Two police officers who happened to be nearby started CPR on the father-of-three in a minute of the 911 call.
They took turns resuscitating Mr Ogburn for about 42 minutes until his heartbeat returned.
Charlotte-Mecklenburg police officers Lawrence Guiler and Nikolina Bajic’s lifesaving efforts are all the more praiseworthy given that emergency workers aren’t needed to perform CPR after 20 minutes with no critical signs.
‘I am doing really well’
He’s been advised to not drive for six months and is easing back into work.
However, for the most part, he says that he feels completely fine, besides a sore chest.
“My energy level has not been what it was before, but that could be because my routine changed a little,” he told the BBC.
“(The combination of the chest compressions and an internal defibrillator] is a bit tender, but if that’s all I got to complain about, then I am doing very well.”
Mr Ogburn said he’s still figuring out how to get the most out of his second chance at life.
Above all he feels indebted to the first responders who went above and beyond the call of duty to create each new day possible for him.
“In some time frames they are supposed to call it, and they did not, they continued to attempt and save me,” he said. “And I am just so thankful for this and for them”
Dr Michael Kurz, associate professor in the University of Alabama School of Medicine, says: “The evidence does inform us that for each minute the heart is ceased and that high quality cardiopulmonary resuscitation (CPR) isn’t conducted, there’s a 10% decrease in survival.

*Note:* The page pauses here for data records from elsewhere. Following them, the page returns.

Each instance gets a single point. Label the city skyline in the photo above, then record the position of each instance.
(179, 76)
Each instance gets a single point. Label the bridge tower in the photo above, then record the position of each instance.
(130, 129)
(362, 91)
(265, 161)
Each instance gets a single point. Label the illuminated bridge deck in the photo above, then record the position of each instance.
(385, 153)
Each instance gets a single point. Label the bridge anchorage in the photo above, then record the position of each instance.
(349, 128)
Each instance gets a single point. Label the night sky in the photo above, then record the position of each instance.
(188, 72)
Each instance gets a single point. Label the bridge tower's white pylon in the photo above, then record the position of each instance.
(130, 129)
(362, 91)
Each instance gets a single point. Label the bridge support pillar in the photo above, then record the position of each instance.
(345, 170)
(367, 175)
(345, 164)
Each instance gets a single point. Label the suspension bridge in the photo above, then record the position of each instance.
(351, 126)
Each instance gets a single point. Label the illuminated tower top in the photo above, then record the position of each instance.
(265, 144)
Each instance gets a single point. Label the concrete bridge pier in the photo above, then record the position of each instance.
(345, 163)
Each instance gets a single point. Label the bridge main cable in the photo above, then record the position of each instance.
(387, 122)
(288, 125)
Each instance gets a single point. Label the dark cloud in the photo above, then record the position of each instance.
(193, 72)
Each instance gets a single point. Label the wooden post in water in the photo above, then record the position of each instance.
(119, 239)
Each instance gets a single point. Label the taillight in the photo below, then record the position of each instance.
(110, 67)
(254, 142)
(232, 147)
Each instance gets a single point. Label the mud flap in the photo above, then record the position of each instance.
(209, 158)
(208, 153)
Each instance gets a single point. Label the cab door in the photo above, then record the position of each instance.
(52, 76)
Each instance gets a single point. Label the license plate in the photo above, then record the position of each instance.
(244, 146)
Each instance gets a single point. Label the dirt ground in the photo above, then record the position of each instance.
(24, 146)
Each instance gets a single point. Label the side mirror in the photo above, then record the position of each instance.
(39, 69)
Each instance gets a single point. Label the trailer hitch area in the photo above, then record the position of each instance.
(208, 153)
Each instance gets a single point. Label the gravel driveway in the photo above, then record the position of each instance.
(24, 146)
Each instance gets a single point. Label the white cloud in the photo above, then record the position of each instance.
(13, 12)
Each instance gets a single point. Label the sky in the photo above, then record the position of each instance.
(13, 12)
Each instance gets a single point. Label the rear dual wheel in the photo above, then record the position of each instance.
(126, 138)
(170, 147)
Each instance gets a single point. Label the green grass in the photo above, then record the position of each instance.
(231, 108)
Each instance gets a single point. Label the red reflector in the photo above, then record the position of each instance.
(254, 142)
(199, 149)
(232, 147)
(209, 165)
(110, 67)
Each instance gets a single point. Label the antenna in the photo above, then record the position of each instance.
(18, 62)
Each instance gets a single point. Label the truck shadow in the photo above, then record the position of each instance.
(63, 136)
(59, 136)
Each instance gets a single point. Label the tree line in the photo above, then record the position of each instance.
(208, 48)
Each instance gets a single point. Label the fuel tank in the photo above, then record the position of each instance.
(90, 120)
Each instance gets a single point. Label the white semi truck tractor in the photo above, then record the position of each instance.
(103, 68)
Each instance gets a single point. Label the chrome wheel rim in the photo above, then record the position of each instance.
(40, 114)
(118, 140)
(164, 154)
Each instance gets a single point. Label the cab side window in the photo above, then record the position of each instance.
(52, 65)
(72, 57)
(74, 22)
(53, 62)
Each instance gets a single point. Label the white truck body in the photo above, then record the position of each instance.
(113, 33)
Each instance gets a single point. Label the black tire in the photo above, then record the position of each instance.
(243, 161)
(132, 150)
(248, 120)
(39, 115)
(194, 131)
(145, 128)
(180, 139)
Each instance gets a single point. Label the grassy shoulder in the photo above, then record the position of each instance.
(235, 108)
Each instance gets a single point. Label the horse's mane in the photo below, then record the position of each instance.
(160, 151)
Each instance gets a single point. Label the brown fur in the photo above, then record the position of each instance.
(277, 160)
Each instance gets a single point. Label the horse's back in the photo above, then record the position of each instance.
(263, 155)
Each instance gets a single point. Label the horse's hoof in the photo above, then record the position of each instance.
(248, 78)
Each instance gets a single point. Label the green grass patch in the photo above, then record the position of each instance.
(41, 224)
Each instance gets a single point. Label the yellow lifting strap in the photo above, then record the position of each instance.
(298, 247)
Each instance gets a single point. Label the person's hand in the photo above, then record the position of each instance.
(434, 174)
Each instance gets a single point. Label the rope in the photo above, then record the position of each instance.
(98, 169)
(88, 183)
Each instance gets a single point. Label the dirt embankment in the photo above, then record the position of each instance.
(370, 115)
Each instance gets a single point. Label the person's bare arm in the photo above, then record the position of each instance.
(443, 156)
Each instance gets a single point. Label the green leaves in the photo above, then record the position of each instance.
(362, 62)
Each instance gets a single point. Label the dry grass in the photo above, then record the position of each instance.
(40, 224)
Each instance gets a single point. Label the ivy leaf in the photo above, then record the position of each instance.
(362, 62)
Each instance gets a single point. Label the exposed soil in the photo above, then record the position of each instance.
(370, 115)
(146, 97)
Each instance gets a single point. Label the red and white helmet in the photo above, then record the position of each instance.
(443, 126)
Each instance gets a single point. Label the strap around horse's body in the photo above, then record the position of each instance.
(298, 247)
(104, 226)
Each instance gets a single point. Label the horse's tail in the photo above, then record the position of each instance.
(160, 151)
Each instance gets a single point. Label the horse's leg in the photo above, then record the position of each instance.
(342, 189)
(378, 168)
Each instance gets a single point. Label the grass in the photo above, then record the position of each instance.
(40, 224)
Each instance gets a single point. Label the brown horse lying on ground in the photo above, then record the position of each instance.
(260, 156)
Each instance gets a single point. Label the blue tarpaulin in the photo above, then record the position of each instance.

Immediate CPR can double or treble odds of survival from cardiac arrest. Most US employees aren’t ready to take care of cardiac emergencies, and that should change.”
Over 350,000 out-of-hospital cardiac arrests happen in the US annually, with 90 percent of these victims dying as a result. Just 46% of individuals who undergo cardiac arrests outside hospital receive any kind of assistance before professional paramedics arrive.